Charlotte Pollard: Series Two. Audio Drama Review.

Liverpool Sound and Vision Rating * * * *

Cast: India Fisher, James Joyce, Rachel Atkins, Ben Crowe, Helen Goldwyn, Pippa Haywood, Karen Henson, Kieran Hodgson, Ashley Kumar, Glen McCreedy, Colin McFarlane, Deisre Mullins, Dan Starky, Gary Turner.

The world will pass us by in a whimper, the slow but steady decay of our species is assured at some point in the future, we may believe it is a flash that has taken our lives but nature is not that kind, and it will be, if anyone is left to observe such an ending, one bought upon our heads by our own arrogance; our need to prove  we are masters of our own destiny.

Earth is changing rapidly, and whilst we may not quite notice on the surface from our own lifetime’s point of view, for someone born at the end of the Edwardian era, who saw the destruction of millions of people during the first world war whilst perhaps content in their own lives in sheltered pastoral Britain, the decades since would seem like a blur, a fast paced world on the edge of perpetual insanity.

It is to this that the appeal of Charlotte Pollard, arguably the finest companion of the Doctor created by the Big Finish audio drama team, has weaved herself into the textbooks of imagined history of our planet, and that of several others.
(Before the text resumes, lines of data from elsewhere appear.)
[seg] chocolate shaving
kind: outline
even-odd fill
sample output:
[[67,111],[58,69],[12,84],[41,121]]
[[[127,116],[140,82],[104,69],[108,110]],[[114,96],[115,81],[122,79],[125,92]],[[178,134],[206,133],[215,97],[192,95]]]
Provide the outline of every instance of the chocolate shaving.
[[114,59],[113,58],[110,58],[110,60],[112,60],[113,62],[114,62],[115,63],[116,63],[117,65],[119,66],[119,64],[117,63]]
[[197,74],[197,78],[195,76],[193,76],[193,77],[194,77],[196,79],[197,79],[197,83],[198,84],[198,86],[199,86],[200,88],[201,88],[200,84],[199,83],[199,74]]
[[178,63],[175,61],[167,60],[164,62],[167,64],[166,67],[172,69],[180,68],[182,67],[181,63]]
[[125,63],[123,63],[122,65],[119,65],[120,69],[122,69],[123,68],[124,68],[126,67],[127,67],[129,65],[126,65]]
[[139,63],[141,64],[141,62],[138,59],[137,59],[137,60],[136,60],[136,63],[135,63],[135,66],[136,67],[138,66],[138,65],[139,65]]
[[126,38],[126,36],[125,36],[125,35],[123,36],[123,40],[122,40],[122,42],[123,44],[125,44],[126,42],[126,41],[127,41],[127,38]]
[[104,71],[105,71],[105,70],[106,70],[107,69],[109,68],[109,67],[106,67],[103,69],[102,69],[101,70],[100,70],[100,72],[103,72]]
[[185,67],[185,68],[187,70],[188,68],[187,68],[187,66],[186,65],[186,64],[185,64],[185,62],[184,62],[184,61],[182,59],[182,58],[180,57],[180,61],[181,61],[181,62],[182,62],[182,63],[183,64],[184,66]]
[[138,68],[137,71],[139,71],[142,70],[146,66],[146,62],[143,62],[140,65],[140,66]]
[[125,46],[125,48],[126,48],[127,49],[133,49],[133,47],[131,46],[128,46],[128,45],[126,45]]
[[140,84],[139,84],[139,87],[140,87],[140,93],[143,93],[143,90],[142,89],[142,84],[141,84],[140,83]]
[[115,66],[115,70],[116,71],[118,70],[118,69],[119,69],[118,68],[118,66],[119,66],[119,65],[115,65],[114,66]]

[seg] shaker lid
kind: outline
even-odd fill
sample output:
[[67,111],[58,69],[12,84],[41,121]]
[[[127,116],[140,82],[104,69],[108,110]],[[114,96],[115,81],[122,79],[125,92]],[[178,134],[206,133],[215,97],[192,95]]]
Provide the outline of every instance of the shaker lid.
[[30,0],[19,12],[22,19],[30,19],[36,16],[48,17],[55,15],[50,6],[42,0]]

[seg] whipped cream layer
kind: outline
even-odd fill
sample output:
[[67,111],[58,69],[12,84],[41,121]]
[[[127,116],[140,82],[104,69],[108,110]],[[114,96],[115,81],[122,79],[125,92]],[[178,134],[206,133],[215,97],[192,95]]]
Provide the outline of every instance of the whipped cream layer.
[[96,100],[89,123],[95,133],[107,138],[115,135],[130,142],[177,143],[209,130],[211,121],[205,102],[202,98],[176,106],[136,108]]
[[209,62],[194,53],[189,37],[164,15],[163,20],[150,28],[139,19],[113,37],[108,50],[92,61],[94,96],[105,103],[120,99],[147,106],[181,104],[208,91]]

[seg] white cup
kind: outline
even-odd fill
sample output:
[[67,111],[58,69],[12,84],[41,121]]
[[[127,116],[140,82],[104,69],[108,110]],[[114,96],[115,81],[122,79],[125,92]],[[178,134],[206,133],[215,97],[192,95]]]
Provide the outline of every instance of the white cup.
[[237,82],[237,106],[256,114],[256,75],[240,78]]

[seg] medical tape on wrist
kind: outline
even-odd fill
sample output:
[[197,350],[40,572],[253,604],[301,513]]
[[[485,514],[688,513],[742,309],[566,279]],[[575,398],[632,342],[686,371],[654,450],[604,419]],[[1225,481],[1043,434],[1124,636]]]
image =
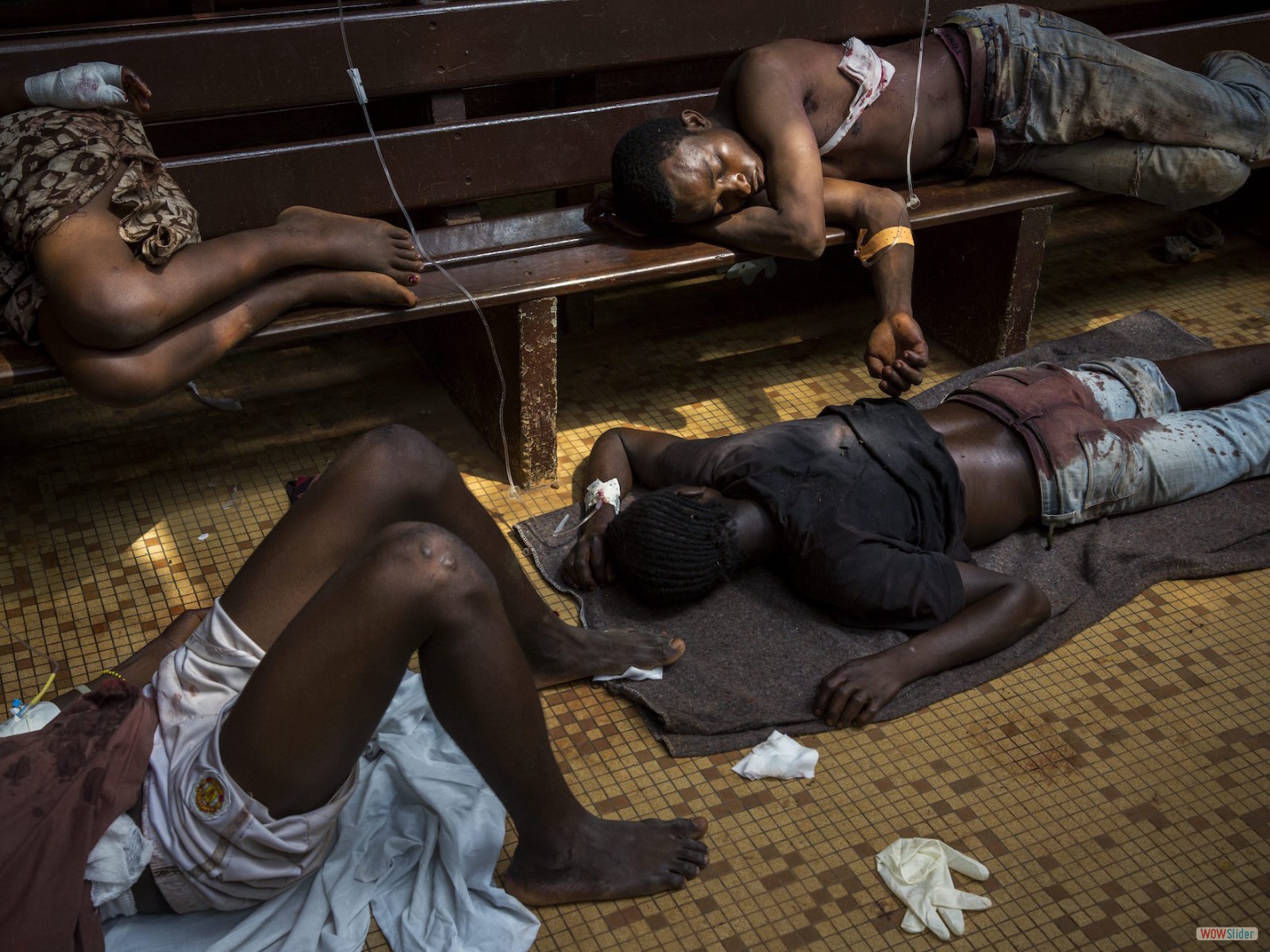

And whilst being perhaps more noted for her time alongside the eighth and sixth doctors, Paul McGann, and Colin Baker respectively, she more than carried her own story, thanks to the indefatigable performances of India Fisher, across a four-part drama in 2014.

It would be three years though before the character would return for a second four-part series, but as ever, with Nicholas Briggs at the helm, a writer and producer who understands the character as much as anyone, those three years would, like life, go by in a flash of an eye.

Across the four episodes that make up the second series, Embankment Station, Ruffling, Seeds of Chaos and The Destructive Quality of Life, Charlotte Pollard deals with the issue of how the human race has changed, the small ways that makes us compassionate, caring, creatures of sentiment, have all slowly been dissolved, and instead a plague of uncaring, indifferent and selfish people walk in our shoes.

The premise is not far-fetched, and perhaps in the time we live in now, where we deal with the enormity of the rising numbers of deaths and cases of the Coronavirus that have struck every nation, it seems that we are not so kind, compassionate and with empathy as we might have believed. It only takes a series of misfortunes to make the human race callous, indifferent, and cold to the suffering and distress of others.

With tremendous support from the likes of Deidre Mullins as Naomi Davies, Dan Starkey as the Rogue Viyran, James Joyce as Robert Buchan and Pippa Heywood as the Prime Minister, the second series of Charlotte Pollard’s life is one of exceptional foresight, dramatised with the incisive observation of Nicholas Briggs and held perfectly by the natural talent of India Fisher.

We are held in check by Time, and proved often to be sailing close to the edge of heartlessness and disavowing our humanity, it is up to us to heed such warnings and step back behind the yellow line that separates us from the tracks of a future we might not come back from.